Monday, July 31, 2017

July 31

2 Chronicles 29:1-36; Romans 14:1-23; Psalm 24:1-10; Proverbs 20:12

What an exultant psalm!  It starts with a declaration of the supremacy of God:  "The earth is the Lord's, and everything in it, the world, and all who live in it" (Ps. 24:1).  I'm looking out on the Pacific Ocean as I write this, and right now it's easy to remember how true it is.  God, what a wonderful, creative hand you have!  How much beauty you call forth!  I'm reminded of Psalm 148, which describes the vast breadth of creation as it praises God: heavenly beings (both physical and spiritual); watery depths and inhabitants; the forces of nature; mountains and vegetation and animals and birds; all of mankind.  God is creator and sustainer and developer, and none can match him (see Ps. 24:3).

It's easy for me to forget this truth, though.  All too often, it seems like the earth has maybe gotten away from God. If it's his, then why the terrorism and the fear it creates? The refugees desperately searching for a home?  The cancer that turns already motherless children into orphans? The decisions of those in power and influence to create policies and practices that cause suffering for the less-privileged?  

And the people who live in God's world?  We're rude and selfish and out for our own financial interest.  We speak cruel words and run red lights and beat our children.  We drink too much, objectify others sexually, and live like our decisions don't have any impact beyond ourselves.  

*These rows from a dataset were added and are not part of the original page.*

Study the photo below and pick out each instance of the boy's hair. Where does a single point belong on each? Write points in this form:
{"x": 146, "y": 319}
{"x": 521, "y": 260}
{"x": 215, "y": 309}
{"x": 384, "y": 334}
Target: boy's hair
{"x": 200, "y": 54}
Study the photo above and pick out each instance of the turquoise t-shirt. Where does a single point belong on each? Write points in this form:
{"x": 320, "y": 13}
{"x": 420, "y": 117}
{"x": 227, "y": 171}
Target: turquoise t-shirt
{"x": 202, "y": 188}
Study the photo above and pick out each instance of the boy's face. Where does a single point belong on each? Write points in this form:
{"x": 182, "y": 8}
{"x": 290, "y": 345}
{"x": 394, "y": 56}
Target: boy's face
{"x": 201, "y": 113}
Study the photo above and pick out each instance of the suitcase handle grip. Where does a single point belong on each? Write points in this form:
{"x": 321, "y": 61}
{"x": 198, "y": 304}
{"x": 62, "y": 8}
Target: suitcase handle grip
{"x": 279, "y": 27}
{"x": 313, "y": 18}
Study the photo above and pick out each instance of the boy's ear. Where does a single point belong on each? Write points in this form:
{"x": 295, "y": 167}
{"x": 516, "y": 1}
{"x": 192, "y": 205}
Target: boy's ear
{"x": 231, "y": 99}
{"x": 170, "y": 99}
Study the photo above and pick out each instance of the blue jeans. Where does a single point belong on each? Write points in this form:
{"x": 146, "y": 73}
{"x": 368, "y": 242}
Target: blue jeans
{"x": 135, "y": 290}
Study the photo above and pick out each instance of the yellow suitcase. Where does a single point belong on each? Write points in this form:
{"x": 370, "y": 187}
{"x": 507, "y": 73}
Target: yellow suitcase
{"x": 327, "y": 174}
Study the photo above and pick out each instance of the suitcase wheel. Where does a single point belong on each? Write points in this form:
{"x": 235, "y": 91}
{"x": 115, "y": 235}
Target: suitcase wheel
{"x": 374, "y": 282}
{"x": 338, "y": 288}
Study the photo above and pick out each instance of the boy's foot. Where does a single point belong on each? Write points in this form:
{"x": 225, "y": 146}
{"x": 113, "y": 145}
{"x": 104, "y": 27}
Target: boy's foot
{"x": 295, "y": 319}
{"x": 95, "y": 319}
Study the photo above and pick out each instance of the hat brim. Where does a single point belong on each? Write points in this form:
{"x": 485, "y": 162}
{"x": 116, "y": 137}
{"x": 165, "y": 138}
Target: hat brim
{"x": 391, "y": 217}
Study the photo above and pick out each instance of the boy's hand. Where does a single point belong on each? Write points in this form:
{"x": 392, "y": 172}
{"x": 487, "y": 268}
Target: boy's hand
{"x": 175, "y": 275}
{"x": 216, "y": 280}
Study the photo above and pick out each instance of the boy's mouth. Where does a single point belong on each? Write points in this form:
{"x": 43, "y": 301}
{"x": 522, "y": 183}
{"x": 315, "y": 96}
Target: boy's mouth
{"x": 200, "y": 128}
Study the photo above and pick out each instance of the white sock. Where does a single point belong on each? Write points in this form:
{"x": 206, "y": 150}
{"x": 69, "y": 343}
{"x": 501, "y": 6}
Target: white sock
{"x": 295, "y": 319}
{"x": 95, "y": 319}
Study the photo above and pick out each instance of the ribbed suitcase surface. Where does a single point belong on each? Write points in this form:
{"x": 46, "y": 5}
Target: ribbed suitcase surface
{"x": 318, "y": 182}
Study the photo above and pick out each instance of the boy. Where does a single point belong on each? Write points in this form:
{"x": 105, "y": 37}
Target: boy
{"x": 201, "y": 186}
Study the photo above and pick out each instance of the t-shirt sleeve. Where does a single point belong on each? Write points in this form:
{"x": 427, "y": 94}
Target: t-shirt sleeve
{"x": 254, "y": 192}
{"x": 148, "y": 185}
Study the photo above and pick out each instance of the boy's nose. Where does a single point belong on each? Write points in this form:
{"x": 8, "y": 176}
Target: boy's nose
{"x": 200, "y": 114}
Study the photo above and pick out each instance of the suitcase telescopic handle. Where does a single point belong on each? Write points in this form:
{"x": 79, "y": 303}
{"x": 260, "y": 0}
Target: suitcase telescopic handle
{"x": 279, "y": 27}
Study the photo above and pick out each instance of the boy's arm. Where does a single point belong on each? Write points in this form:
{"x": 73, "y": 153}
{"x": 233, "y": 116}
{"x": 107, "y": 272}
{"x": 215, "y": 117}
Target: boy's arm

Those are macro problems.  In my own micro life, too, I can easily forget.  I forget I belong to the Lord; I forget than the earth is his.  I forget that he has created every person I meet, every morsel of food I consume, every natural beauty I view.  I even forget that my ears and eyes are God's good creation (see Pr. 20:12).  I'm not alone, either - today's reading in Romans is a sermon to remind the church in Rome that all food is created by God and, therefore, clean (Rom. 14:14, 20).  We're prone to forget.  We fall so far short of the man described in Psalm 24:4.

Oh, how I want to be that man!  Clean hands, a pure heart, an honest mouth.  To stand in God's holy hill.  What a goal!  What goodness comes from a life lived like this (see Ps. 24:5-6).

We started this psalm with an exultation, and we end with one, too.  This is our hope.  This is the power that makes us into such a man.  "Who is he, this King of glory?," the question is posed, and you can almost hear the shout of response: "The Lord Almighty -- he is the King of glory" (Ps. 24:10).  We are not alone.  We are the Lord's, and everything in us (see vs. 1), and he is the King of glory.  Hallelujah!